We come here to relax and be looked after, served in an informal (no table cloths or side plates) atmosphere. The staff are cheerful, prepared to engage but never intrusive. There have been various front of house folk (maitre d' would be too stuffy a term) over the years. Archie is undoubtedly the best. When he left for a short while a year or two back, he was missed. But the most relaxing thing of all (for L even more than for me) is to be able to eat without concentrating, as no review is required.
I decided to write this one up again, partly because I had such a small readership in the early days, and partly to shout good things about a place of such loveliness.
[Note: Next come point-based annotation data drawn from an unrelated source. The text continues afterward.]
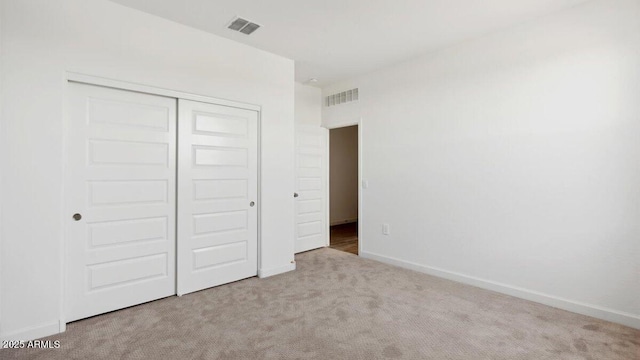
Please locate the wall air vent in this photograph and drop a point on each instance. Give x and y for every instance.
(342, 97)
(242, 25)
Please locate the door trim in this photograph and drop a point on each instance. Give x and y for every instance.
(123, 85)
(358, 122)
(73, 77)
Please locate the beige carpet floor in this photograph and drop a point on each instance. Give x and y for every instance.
(339, 306)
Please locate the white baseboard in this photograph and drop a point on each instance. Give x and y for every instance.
(340, 222)
(262, 273)
(35, 332)
(598, 312)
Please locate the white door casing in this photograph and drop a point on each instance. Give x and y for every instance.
(311, 187)
(120, 178)
(218, 202)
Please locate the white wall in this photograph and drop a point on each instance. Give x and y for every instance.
(343, 175)
(308, 105)
(512, 161)
(43, 39)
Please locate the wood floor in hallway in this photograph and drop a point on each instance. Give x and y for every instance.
(344, 237)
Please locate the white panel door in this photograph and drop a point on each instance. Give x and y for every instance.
(311, 188)
(218, 202)
(120, 199)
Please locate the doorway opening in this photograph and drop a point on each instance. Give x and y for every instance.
(343, 188)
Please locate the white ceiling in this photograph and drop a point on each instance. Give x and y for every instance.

Out of curiosity I thought I'd see what I said about it before, and how I scored it. You remember that at the outset I talked about focus, about sharpness and how I definitely wasn't losing it. Well, it transpired that the imagined past blog was the Emperor's New Review. Had I deleted it? I double checked by going through all of my annual review blogs. Nothing; nada; niente; sod all. Oh dear.
On our first visit back the menu had been trimmed a bit since reopening, but most of the old favourites were there. Fish soup, fishcakes and, of course, fish and chips. I can recommend them all. Initially the gargantuan shellfish platter and the deluxe (half fish, half prawn) fish and chips weren't on offer, but both have been restored. If your quest is for luxury, fear not. There are scallops and lobsters a-plenty, many costing less than competitors are charging. The keen, ungreedy pricing is yet another virtue. Giving the full price range as I do can be misleading in a seafood restaurant. If you avoid any dishes with lobster, the dearest main is £27. That's for ribeye, veg and chips. The average main course is under £20, and they all come with sides.
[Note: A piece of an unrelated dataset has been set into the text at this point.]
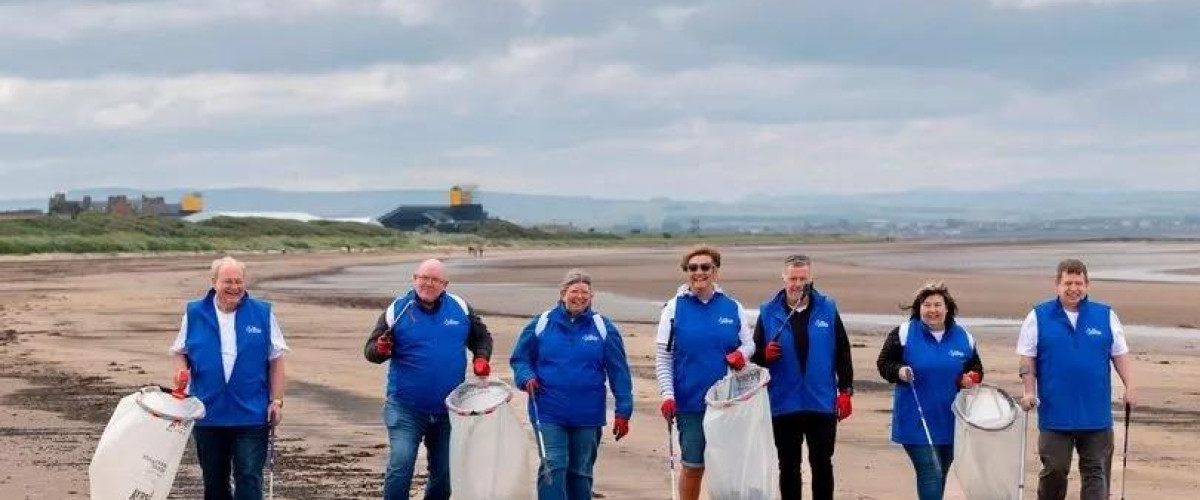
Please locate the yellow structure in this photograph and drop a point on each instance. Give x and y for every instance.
(462, 194)
(191, 203)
As with a good friend, some things stay the same. That's not always a good trait in an eating place. Worry not, the menu is always different, but the classics will be there if that's what you've come for. For various reasons we decided to change our eating ways. A whitebait starter came with a mint green wild garlic mayo, nicely balanced and not overpowering as this can so often be. Halibut was served on a bed of peas, asparagus and pea puree, with a few (lightly) pickled clams, as far removed as possible from the whelks in industrial vinegar which are an embarrassment to the British seaside. Hake was served on tenderstem broccoli with new potatoes and a few spoonfuls of classic mussel sauce. Both plates had a few unannounced strands of samphire for a little salty crunch. If I'm being critical, I don't think either piece of fish had been seasoned before hitting the pan, and my whitebait could have done with just a little extra crispiness. We are, however, talking tiny degrees.
If you're anywhere near the centre of Edinburgh and fancy top quality fish at great value prices in a laid back place run by friendly people, get yourself along here. If I didn't have reviews to write for you good people, I would happily eat at Fishers every week.